Read Carla Kelly Online

Authors: My Loving Vigil Keeping

Carla Kelly (40 page)

BOOK: Carla Kelly
12.38Mb size Format: txt, pdf, ePub
ads

“How do they do it, my dear?” Amanda asked. She ran her hand over the box. “Tell you what:
Nobody
will wake him up. Maybe he'll sleep until the dissipated hour of nine.”

They laughed together, then Amanda kissed her forehead. “Go to bed! Cook and I will have the turkey in the oven. The pies are done, and all you have to do is look pretty tomorrow.” She made her own assessment. “I'm not sure what it is, Della, but you have a certain something about you I never noticed before.”
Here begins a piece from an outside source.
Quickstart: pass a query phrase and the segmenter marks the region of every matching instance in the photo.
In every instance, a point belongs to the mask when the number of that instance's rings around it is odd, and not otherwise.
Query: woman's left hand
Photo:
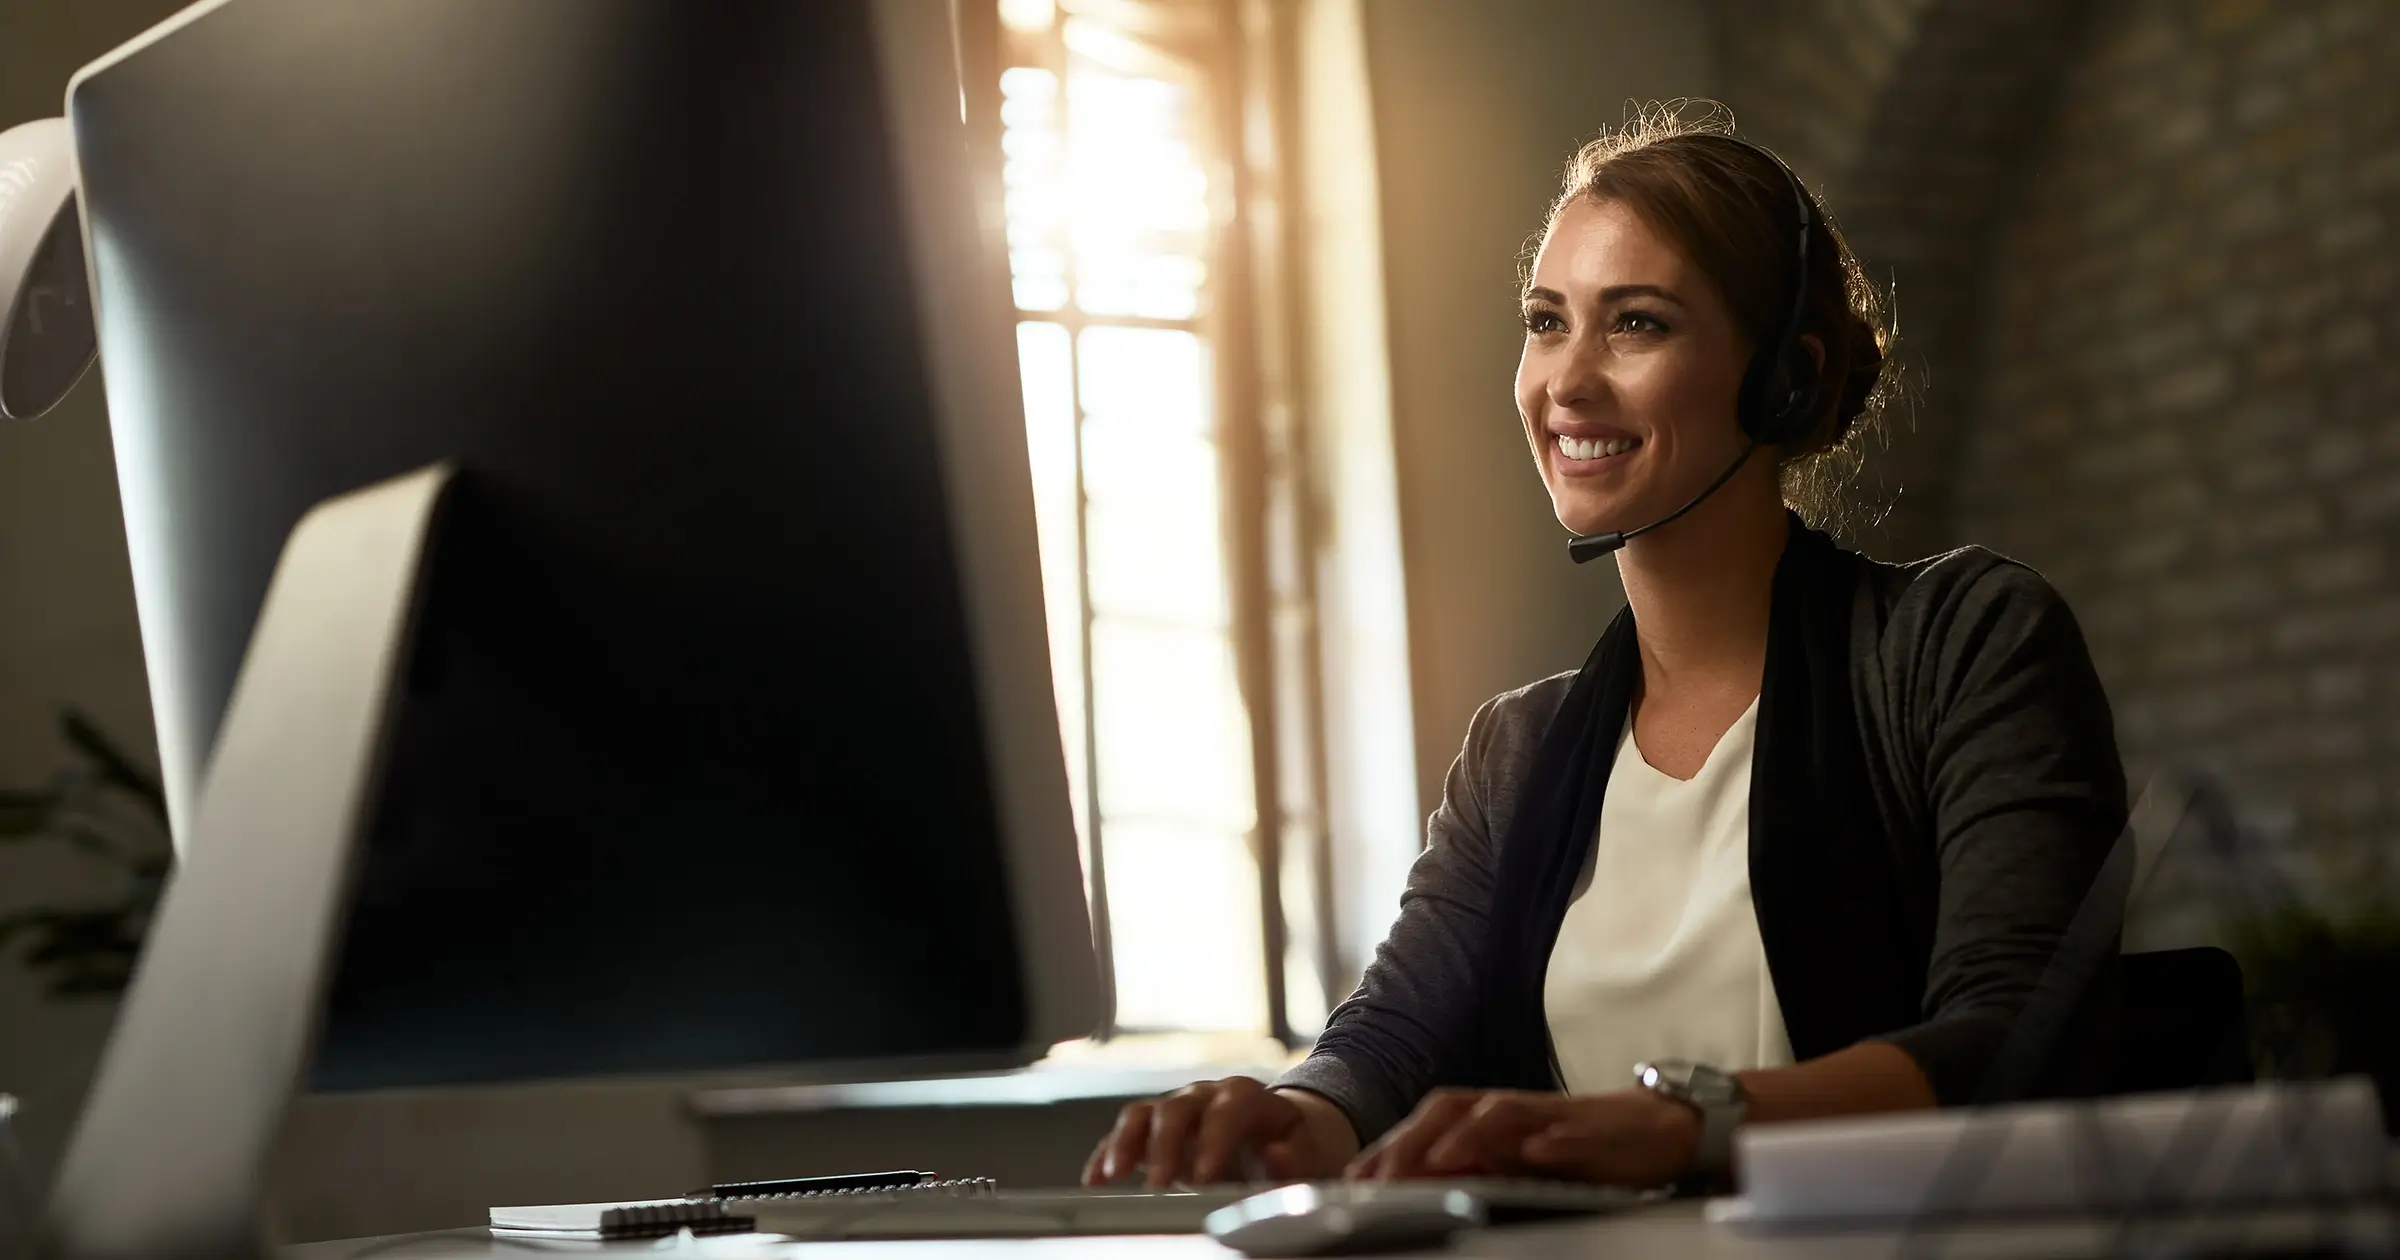
[[[1360,1152],[1346,1175],[1534,1176],[1647,1188],[1689,1172],[1699,1148],[1699,1113],[1646,1089],[1437,1089]]]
Della smiled and went upstairs. She was out of her clothes in a minute and in bed beside Angharad, who burrowed close to her.
It's confidence, Aunt Amanda
, she thought before she slept.

She woke at nine to snow falling outside and breathed the fragrance of cooking turkey, which drifted up through the vent. The house was quiet, so she hoped Owen still slept. She closed her eyes, revisiting the pleasure of his arm around her on the train. She thought of his question.
No, your world isn't too small, as long as it includes me
, she told herself, then turned her face into the pillow, shy to even think something like that, no matter how farfetched she knew it was. Owen Davis knew more about her than anyone in the canyon, but he didn't seem to mind being her friend. She hoped it would be enough. The old Della would have said it was, but the new Della wasn't so sure.
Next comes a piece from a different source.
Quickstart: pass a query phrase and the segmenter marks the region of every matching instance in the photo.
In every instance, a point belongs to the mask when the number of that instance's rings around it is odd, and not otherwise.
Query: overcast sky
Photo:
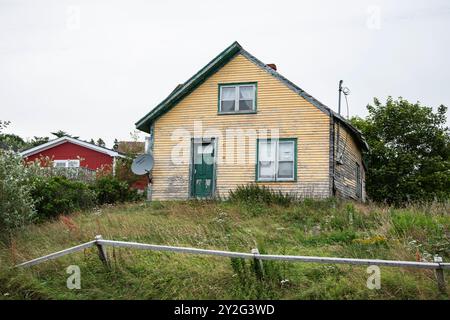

Angharad came awake slowly and peacefully, something she probably always had done, even as a baby, even during days that must have been desperately sad for her father. Some children were blessed with a calm disposition; she must have been a comfort. Della tried to imagine such hardship, trying to work and tend to a helpless infant. Her own father had done that too, but it wasn't a time Della remembered; she was too young. By the time she was aware she had no mother, it hadn't mattered, because she never had a mother.

She looked at the child beside her, a beloved daughter who had many mothers in Winter Quarters.
I suppose I am one more
, she told herself as Angharad opened her eyes.

“Is Da still asleep?” she asked.

“I hope so.”

Angharad sat up and looked around, delighted at the little room. “Am I in a castle?” she asked as she got out of bed.

“Very like. Aunt Amanda lets me sleep here when I visit, and she thought you would like it too. I suppose this means we are both princesses.”


You
are. I would be satisfied, s-a-t-i-s-f-i-e-d, with black curly hair,” she said and bounded back into bed for another cuddle.

“That's what makes a princess?” Della asked.

“I think it must be,” Angharad replied, serious. “Da says you look like a princess.”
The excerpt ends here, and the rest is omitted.